David is founder and CDO of Dublin Design Studio and a New Frontiers alumnus.
David was born in Scotland, and studied architecture at the Mackintosh School of Architecture (part of Glasgow School of Art). After graduating, he joined Building Design Partnership (BDP) – one of the largest architecture companies in the UK – where he was involved in some high profile projects, such as the Edinburgh headquarters for Scottish Widows. He was also part of the small team selected to design the Glasgow Science Centre.
In 1997, after a stint at Farrell Associates, in London, David moved to Ireland to work in BDP’s Dublin office. He stayed there for three years, working on projects for a number of prestigious companies and organisations, including Dublin City University, University of Limerick, Athlone Institute of Technology and AIB Bank. He left BDP to set up Craig Henry Architects with friend and colleague, Niall Henry, working mostly on public buildings, leisure facilities and mixed-use developments.
In 2003, Craig Henry joined forces with another small practice to create Burdon Craig Dunne Henry Architects. They went on to win the design competition run by Dublin Docklands Development Authority for the U2 Tower; their six-person team beating 600 other entries from around the world.
After the crash, David saw that his practice has gone from working on exciting, multi-million euro buildings to lots of house extension projects. He no longer felt challenged by his job, and decided to explore an earlier passion for product design. He had always questioned why some things are the way they are and decided to develop some of these ideas into concepts. He received early validation for them, but at the time he didn’t find the right partners to take them forward.
Last year, he decided to develop one of those ideas himself – his prototype iPad stylus, Scriba. He joined Phase 1 of New Frontiers, and then successfully applied to Phase 2, starting in January 2015.
I enjoyed being challenged and educated on what it takes to build a business. The validation was the crucial first step. Although it meant that for a while I stopped working on the product, it made me look at the WHY, which was a really important lesson I learned on New Frontiers!
David appreciated the healthy engagement he got from the other participants; having people working alongside him, but not in competition with him, was a big benefit of the programme.

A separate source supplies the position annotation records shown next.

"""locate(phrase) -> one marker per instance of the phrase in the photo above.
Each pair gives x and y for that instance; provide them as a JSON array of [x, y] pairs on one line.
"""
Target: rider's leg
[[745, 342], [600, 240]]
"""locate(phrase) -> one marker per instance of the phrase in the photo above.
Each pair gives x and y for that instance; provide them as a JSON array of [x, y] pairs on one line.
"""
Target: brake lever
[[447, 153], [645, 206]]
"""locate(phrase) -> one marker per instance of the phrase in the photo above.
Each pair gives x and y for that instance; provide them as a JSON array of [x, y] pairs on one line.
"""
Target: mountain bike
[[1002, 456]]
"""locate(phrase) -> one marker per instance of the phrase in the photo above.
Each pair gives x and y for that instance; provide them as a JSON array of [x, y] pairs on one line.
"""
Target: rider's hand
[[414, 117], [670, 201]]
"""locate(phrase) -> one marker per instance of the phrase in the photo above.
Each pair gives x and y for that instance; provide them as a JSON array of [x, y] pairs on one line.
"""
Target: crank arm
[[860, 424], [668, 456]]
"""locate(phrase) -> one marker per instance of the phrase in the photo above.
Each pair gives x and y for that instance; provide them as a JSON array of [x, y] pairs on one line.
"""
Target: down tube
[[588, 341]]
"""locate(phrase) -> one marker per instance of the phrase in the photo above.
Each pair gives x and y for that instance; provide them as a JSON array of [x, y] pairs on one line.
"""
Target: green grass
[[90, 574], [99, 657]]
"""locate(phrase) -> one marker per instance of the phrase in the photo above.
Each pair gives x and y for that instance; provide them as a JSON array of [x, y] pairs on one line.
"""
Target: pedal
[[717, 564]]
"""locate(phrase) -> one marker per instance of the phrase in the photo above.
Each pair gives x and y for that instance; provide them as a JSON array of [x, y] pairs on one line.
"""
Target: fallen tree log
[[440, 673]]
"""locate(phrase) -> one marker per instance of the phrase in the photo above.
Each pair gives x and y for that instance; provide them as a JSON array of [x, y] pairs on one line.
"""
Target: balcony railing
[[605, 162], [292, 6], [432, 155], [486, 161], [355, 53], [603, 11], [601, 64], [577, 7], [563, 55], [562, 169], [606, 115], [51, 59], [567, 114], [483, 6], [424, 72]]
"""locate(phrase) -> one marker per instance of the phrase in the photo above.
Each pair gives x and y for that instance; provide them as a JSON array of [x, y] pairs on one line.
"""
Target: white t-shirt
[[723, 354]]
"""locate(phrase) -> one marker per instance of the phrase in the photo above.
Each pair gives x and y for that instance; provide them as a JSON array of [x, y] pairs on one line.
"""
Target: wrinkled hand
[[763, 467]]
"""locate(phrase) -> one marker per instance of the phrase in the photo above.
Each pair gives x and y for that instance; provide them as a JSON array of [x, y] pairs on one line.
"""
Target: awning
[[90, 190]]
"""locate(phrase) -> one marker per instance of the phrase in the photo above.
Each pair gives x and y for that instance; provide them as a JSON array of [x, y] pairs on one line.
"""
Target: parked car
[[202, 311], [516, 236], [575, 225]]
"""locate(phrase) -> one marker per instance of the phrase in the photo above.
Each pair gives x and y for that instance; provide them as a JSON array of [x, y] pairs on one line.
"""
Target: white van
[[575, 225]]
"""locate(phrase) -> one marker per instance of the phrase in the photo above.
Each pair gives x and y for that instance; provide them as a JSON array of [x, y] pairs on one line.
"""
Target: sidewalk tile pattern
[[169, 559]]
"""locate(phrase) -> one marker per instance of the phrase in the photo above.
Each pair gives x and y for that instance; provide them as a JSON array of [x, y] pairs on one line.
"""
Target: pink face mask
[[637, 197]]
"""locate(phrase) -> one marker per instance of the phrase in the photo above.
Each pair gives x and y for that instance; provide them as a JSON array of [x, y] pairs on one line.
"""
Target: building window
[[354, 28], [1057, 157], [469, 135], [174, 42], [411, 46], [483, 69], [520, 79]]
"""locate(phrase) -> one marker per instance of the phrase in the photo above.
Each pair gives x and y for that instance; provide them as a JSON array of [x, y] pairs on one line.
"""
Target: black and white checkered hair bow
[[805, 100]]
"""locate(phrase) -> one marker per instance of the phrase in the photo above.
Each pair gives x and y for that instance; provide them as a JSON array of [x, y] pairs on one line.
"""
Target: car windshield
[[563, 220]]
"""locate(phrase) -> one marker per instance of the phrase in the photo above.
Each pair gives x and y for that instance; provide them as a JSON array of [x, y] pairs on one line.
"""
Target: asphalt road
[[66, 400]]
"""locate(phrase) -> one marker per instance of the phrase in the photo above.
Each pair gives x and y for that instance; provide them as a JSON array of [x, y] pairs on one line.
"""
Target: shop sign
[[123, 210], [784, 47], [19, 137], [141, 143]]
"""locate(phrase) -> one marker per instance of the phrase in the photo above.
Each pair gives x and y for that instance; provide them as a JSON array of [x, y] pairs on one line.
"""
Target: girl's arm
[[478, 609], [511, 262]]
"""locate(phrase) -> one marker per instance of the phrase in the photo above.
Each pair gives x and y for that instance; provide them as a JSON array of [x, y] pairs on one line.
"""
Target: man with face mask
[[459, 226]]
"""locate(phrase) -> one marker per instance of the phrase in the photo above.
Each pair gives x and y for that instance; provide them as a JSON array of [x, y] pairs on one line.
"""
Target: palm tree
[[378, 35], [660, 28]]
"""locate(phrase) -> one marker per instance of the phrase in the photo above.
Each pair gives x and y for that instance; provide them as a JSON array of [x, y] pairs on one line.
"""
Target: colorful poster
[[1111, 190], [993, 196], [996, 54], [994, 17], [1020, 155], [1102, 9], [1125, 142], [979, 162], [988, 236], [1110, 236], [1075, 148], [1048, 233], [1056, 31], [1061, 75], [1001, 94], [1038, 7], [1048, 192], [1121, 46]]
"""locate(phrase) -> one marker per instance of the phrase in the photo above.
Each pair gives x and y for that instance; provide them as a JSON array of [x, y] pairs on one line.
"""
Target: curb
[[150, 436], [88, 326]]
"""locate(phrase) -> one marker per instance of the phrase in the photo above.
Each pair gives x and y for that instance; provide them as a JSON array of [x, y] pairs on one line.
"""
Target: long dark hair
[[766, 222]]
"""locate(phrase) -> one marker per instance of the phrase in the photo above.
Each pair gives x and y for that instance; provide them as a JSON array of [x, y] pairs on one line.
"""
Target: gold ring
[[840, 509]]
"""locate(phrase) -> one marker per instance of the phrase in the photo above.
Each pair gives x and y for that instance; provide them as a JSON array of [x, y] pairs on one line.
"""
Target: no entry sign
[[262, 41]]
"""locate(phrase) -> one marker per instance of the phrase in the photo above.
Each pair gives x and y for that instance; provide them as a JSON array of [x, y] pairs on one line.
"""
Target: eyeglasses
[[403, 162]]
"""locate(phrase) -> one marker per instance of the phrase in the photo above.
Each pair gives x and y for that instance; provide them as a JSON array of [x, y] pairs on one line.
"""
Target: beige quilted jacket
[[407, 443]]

Having to give up the day job is a big commitment, but with the safety net of quality advisors who will challenge you and whose goal is to help you succeed, it’s a risk worth taking. I wouldn’t have done it otherwise. It’s made me more confident and a better manager of myself and others as a result.
David’s key advice to other entrepreneurs thinking of taking that first step is: have people to talk to. It’s lonely being a founder and a CEO, so find someone from the outset who isn’t afraid to disagree with you, question what you’re doing and challenge your preconceptions.